Ich will gerade das Handy zurücklegen, als ohne Vorwarnung ein Anruf einkommt. Beinahe wäre ich vor Schreck zusammengefahren. Ich sehe zu Mikołaj. Er kriegt selbstverständlich nichts mit. Schlummert tief und fest weiter, als wäre nichts los. Wer ist das überhaupt? Ich spüre, wie mir etwas Farbe aus dem Gesicht weicht. Es ist Jakub. Eigentlich wäre es ratsamer, den Anruf anzunehmen. Aber Mikołaj schläft noch. Ich wage einen riskanten Schritt in die sicherlich falsche Richtung. Ohne den Polen aus dem Schlaf zu reißen, nehme ich stattdessen den Anruf ab und halte das Handy an das Ohr. Jakub hört sich kein Stück munter an. Eher vorwurfsvoll und gereizt. Ich kann ihn nicht ganz verstehen, weil er das Gesagte schnell herunterrasselt. Und mit der Hälfte der Wörter kann ich so oder so nichts anfangen. Also lasse ich ihn für die nächsten fünf Minuten reden. Höre der Stimme zu, die einem Mittzwanziger zu gehören scheint. Dass er so extrem jung für sein Alter aussieht, liegt an dem jahrelangen Drogenkonsum. Sie haben nicht nur seine Psyche verändert, sondern auch die körperliche Entwicklung erhebt ich beeinträchtigt. Mit vierzehn soll er angefangen haben; erst knappe zehn Jahre später ist er von ihnen wegekommen. Vielleicht auch erst viel später.

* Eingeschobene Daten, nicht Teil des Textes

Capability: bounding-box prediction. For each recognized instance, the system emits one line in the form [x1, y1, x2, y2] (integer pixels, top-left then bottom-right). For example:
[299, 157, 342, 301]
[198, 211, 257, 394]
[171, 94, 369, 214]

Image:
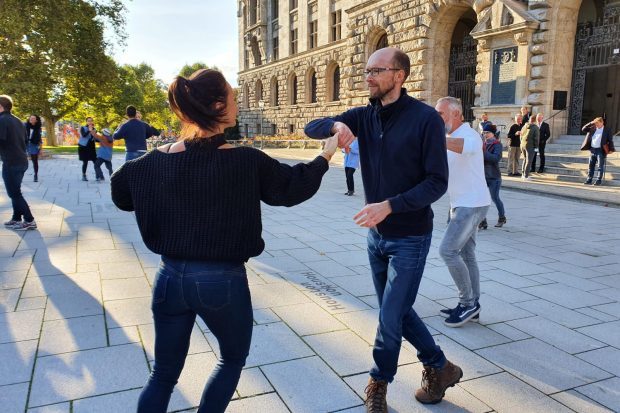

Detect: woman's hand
[321, 134, 338, 161]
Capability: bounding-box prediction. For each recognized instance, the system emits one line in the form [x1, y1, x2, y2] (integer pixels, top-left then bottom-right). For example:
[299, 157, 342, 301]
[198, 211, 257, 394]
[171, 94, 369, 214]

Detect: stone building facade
[238, 0, 620, 136]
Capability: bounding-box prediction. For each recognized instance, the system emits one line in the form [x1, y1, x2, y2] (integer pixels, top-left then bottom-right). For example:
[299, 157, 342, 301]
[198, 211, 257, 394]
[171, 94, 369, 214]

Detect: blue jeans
[439, 205, 489, 307]
[588, 148, 606, 180]
[138, 257, 253, 413]
[125, 151, 146, 162]
[487, 179, 506, 218]
[368, 230, 446, 383]
[2, 163, 34, 222]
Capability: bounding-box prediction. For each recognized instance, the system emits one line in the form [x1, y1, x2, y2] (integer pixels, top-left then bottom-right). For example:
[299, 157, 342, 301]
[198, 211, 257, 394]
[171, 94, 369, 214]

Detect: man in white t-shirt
[435, 97, 491, 327]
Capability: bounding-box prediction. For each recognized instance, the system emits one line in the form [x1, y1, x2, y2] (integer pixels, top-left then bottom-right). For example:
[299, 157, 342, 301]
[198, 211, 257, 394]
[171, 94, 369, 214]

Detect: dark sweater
[111, 135, 328, 261]
[113, 118, 159, 152]
[0, 111, 28, 166]
[305, 89, 448, 237]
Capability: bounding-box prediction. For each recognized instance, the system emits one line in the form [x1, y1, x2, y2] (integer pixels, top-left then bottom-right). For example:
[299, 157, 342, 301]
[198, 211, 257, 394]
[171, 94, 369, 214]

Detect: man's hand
[353, 201, 392, 228]
[331, 122, 355, 149]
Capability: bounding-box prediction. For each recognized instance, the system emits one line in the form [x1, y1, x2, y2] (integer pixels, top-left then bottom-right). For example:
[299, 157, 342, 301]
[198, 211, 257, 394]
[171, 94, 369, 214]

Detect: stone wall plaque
[491, 47, 518, 105]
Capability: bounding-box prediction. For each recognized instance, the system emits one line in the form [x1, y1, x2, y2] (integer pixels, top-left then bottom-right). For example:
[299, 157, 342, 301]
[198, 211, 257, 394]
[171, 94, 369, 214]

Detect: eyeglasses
[364, 67, 403, 77]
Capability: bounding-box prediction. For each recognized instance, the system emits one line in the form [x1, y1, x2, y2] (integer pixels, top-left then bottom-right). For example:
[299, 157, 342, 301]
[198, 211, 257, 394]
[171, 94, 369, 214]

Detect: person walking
[0, 95, 37, 231]
[78, 116, 97, 181]
[112, 105, 159, 161]
[25, 115, 43, 182]
[478, 125, 506, 229]
[581, 117, 614, 185]
[435, 97, 491, 327]
[305, 48, 460, 413]
[111, 69, 338, 413]
[521, 118, 540, 181]
[95, 129, 114, 182]
[531, 113, 551, 174]
[343, 139, 360, 196]
[506, 114, 523, 176]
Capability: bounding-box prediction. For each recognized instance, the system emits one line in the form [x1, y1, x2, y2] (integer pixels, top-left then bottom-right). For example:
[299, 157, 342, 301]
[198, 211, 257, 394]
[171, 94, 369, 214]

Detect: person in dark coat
[78, 116, 97, 181]
[478, 125, 506, 229]
[25, 115, 42, 182]
[581, 117, 614, 185]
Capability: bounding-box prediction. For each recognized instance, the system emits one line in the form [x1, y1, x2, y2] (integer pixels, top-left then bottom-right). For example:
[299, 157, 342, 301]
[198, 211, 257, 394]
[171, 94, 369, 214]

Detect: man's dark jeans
[2, 163, 34, 222]
[368, 230, 446, 383]
[138, 257, 252, 413]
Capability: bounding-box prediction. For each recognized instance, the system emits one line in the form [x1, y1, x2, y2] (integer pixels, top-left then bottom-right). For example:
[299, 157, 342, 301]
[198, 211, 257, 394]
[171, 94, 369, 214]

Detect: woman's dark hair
[168, 69, 228, 137]
[26, 113, 41, 129]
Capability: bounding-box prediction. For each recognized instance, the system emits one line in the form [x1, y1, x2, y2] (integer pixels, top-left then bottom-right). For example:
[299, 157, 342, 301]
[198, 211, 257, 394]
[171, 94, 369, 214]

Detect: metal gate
[568, 2, 620, 134]
[448, 35, 476, 122]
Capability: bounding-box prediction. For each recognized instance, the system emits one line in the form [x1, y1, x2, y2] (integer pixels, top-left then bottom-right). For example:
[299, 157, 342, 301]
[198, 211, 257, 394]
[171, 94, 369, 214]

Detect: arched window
[288, 73, 297, 105]
[306, 68, 317, 103]
[269, 76, 280, 106]
[326, 62, 340, 102]
[254, 79, 263, 106]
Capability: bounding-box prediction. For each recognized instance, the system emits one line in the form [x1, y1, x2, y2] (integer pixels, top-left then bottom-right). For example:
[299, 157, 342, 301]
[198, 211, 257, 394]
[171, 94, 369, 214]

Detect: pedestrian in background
[26, 115, 43, 182]
[78, 116, 97, 181]
[342, 139, 360, 196]
[478, 125, 506, 229]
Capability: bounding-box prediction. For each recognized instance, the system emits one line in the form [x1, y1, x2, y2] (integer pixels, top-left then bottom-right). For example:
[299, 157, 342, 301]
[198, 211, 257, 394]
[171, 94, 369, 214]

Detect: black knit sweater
[111, 135, 329, 261]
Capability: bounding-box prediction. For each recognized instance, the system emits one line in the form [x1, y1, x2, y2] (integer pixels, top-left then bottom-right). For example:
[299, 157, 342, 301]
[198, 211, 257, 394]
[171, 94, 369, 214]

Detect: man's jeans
[138, 257, 252, 413]
[368, 230, 446, 383]
[439, 205, 489, 307]
[2, 163, 34, 222]
[588, 148, 606, 180]
[125, 151, 146, 162]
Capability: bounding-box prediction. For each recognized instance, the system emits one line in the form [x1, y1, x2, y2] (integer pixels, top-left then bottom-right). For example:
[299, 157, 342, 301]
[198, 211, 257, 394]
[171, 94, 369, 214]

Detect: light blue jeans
[439, 205, 489, 307]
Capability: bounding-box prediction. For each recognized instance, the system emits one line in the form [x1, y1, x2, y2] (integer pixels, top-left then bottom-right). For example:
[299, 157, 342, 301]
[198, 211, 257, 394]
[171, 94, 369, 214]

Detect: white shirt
[590, 128, 603, 148]
[448, 123, 491, 208]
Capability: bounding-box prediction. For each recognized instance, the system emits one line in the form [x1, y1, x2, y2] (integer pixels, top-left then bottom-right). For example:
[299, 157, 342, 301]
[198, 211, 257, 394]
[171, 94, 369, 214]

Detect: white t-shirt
[448, 123, 491, 208]
[590, 128, 603, 148]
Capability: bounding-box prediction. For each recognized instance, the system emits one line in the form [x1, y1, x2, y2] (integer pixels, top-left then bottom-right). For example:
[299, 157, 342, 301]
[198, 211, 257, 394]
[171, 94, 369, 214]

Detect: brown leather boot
[415, 361, 463, 404]
[364, 377, 388, 413]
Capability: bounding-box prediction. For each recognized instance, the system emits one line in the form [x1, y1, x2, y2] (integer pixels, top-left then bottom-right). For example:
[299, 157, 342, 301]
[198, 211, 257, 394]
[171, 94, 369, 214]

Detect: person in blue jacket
[305, 48, 463, 412]
[342, 139, 360, 196]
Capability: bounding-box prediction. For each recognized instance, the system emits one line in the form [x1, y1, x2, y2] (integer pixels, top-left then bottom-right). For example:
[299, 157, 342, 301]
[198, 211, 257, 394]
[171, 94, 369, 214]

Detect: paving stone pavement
[0, 150, 620, 413]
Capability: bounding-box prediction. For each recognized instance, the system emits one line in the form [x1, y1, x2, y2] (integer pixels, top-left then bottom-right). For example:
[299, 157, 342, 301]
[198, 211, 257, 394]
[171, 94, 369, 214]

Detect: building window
[291, 29, 297, 54]
[331, 10, 342, 42]
[271, 37, 280, 60]
[330, 66, 340, 102]
[308, 20, 319, 49]
[271, 0, 279, 20]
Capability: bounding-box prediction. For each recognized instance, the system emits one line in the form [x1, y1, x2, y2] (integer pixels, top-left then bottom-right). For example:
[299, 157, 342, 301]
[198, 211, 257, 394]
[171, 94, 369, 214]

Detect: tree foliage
[0, 0, 125, 144]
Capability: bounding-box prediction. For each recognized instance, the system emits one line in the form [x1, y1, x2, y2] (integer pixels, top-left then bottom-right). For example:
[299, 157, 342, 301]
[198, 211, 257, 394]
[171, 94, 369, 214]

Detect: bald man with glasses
[305, 48, 463, 413]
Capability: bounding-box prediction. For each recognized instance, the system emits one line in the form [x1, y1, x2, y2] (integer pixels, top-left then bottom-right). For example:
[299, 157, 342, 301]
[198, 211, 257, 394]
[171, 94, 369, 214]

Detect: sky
[108, 0, 239, 87]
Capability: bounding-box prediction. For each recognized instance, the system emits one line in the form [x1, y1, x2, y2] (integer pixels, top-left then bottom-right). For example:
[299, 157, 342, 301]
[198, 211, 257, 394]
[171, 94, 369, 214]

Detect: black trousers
[532, 141, 547, 172]
[344, 166, 355, 192]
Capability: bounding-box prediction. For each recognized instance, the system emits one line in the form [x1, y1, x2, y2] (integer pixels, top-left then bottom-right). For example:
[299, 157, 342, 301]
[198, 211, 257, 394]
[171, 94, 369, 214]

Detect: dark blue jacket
[305, 89, 448, 237]
[113, 118, 159, 152]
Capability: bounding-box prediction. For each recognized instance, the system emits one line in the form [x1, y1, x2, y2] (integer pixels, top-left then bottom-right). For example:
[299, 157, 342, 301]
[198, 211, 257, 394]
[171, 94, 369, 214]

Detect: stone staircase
[500, 135, 620, 206]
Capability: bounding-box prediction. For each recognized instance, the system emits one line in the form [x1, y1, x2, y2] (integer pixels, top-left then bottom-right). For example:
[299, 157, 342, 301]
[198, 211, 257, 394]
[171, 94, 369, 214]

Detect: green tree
[0, 0, 125, 145]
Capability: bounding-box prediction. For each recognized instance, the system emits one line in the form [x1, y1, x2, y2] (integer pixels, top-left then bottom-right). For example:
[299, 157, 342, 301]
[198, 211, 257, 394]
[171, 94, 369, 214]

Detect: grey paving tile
[577, 321, 620, 348]
[72, 389, 141, 413]
[459, 373, 571, 413]
[576, 377, 620, 411]
[38, 315, 107, 357]
[262, 357, 360, 412]
[0, 383, 28, 413]
[508, 317, 606, 354]
[551, 390, 611, 413]
[226, 393, 290, 413]
[0, 310, 43, 343]
[345, 363, 491, 413]
[29, 344, 149, 407]
[476, 338, 610, 394]
[273, 303, 346, 336]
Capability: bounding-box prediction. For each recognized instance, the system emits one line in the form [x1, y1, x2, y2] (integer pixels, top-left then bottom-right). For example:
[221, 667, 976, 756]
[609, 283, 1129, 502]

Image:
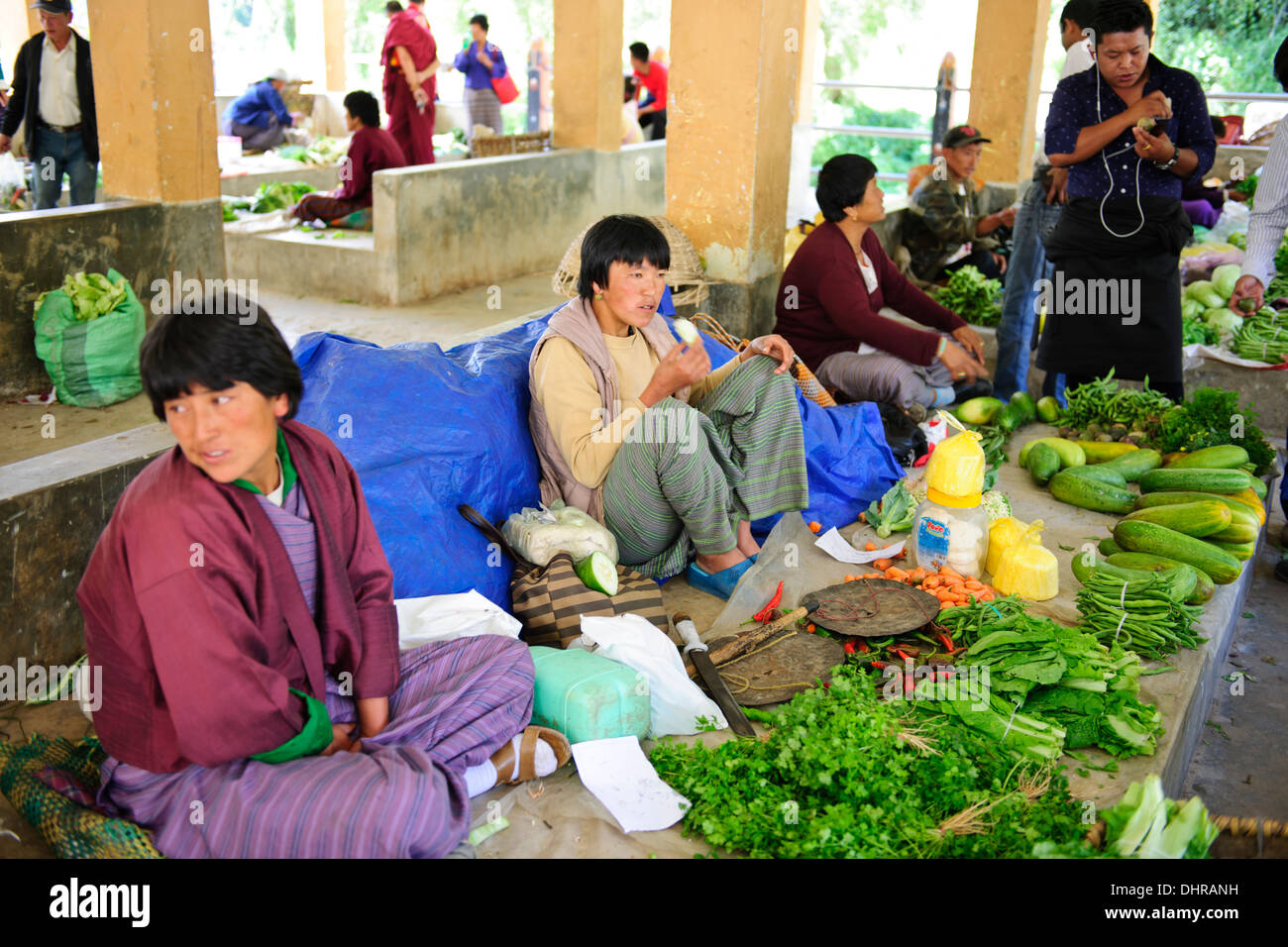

Dlaczego mi nie odpowiadasz?" Er wird zunehmend ungeduldig. Wenn er wüsste, mit wem er da eigentlich spricht. Es kommt keine Antwort. Bedeutungsvolle Sekunden verstreichen. Jakub knurrt leise. Ein eigenartiger Schauder rennt mir den Rücken herunter. „Wiem, że tam jesteś, bo słyszę jak oddychasz więc. Czekam." Ich schlucke kaum hörbar. Soll ich etwas sagen? Immerhin bin ich so blöd gewesen und habe den Anruf angenommen. Eigentlich bin ich ihm eine Antwort schuldig. „Ostatni raz, chłopcze. A teraz powiedz coś albo zagram zupełnie inną muzyke, która ci się nie spodoba."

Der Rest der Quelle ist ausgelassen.